Simulated Annealing

13 Feb 2017 | optimization

This is a post about Simulated Annealing.

The Problem

Simulated Annealing is an optimization technique. It is a probabilistic technique to approximate the global max/min of a function. In this post, I describe how to use Simulated Annealing to solve the Traveling Salesman problem.

The idea of the Traveling Salesman problem is that you have $N$ cities and you want to find the path of least distance that allows you to visit all the cities and end up at your starting city. (You basically just want to find a cycle) You can read more about this problem if you’re unfamiliar with it here.

Approach

Simulated Annealing works as follows:

Start off with some random solution. This is just some random permutation of all the cities
Create a neighboring solution. In our case, we choose two vertices and reverse the path along these 2 vertices.
If the neighboring solution is better than the current solution, switch. However, if the neighboring solution is worse than the current solution, you still have a chance to switch, given by the equation:

\[\frac{exp(e - e')}{T} > rand(0,1)\]

In this case $e$ is the distance of your current path, $e'$ is the distance of your neighbor path, and $T$ is the temperature.

Now we decay the temperature by a certain rate.

We simply repeat this until the temperature is less than 1 and then we terminate.

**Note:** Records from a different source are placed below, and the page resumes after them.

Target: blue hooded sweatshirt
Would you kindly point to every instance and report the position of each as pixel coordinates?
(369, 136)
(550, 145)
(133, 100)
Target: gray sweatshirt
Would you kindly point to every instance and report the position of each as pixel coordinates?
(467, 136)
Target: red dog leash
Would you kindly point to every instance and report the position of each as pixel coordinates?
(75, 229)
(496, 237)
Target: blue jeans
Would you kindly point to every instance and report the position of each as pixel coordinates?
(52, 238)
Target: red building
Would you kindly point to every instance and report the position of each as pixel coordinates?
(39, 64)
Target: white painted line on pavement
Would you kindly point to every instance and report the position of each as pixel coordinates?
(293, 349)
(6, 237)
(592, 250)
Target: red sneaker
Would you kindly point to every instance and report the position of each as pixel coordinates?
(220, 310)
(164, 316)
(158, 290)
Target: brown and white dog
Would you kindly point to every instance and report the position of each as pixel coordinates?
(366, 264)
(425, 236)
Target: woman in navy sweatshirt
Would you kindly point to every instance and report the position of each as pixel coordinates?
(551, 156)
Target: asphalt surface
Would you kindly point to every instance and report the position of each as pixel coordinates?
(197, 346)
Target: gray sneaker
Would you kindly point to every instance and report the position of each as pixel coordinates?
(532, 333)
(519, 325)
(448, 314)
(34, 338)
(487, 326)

The end result we have is our “optimal” solution.

Code

You can see the full code on my github here.

First off, we start by initializing the enviorment, setting the initial temperature, cooling rate, and also the starting path.

    #set up enviorment and create points
    temp, coolingRate = 1000, 0.0002
    locs = np.random.randint(0, 20, size=(num_points,2))

    #create the starting path
    startingPath = np.insert(np.random.permutation(num_points-1) +1, 0, 0)
    currentPath = startingPath
    # array to keep track of the distances
    distance = []

Next, I wrote a function that computes the distance of a path

def computePath(locs, path):
 dist = 0 
    for j in path:
        i = path[j]
        k = path[(j+1) % len(path)]
        point = locs[i]
        point2= locs[k]
        dist += (point[0]-point2[0])**2 + ( point[1]-point2[1])**2
    return dist

I also wrote a function to compute the neighbors of a path

def getNeighbors(path_in):
    path = list(path_in)
    index1, index2 = np.random.choice(path, size=(2,1), replace=True)
    path[index1:index2] = reversed(path[index1:index2])
    return path

Now I can just run this simulation until it terminates ($Temp < 1$)

    while(temp>1):
        neighbor = getNeighbors(currentPath)
        e_prime = computePath(locs, neighbor)
        e_current = computePath(locs, currentPath)

        probability = np.exp((e_current - e_prime) / temp)

        if e_prime < e_current:
            currentPath = neighbor
        elif probability > np.random.rand():
            currentPath = neighbor

        temp *= 1-coolingRate;

Result

I ended up writing a python program that finds the shortest path along a random set of vertices. I’ve attached the results below.

Example with 10 points

example_10

Example with 50 points

example_50

This was a quick and fun little project. Later on I’d like to experiment and see if one could use simulated annealing instead of gradient descent to optimize machine learning problems. I think it would be especially effective in cases where you are unable to train for long periods of time. I think it could also be helpful when the search space is especially large - when your model is very complex.

Written on February 13, 2017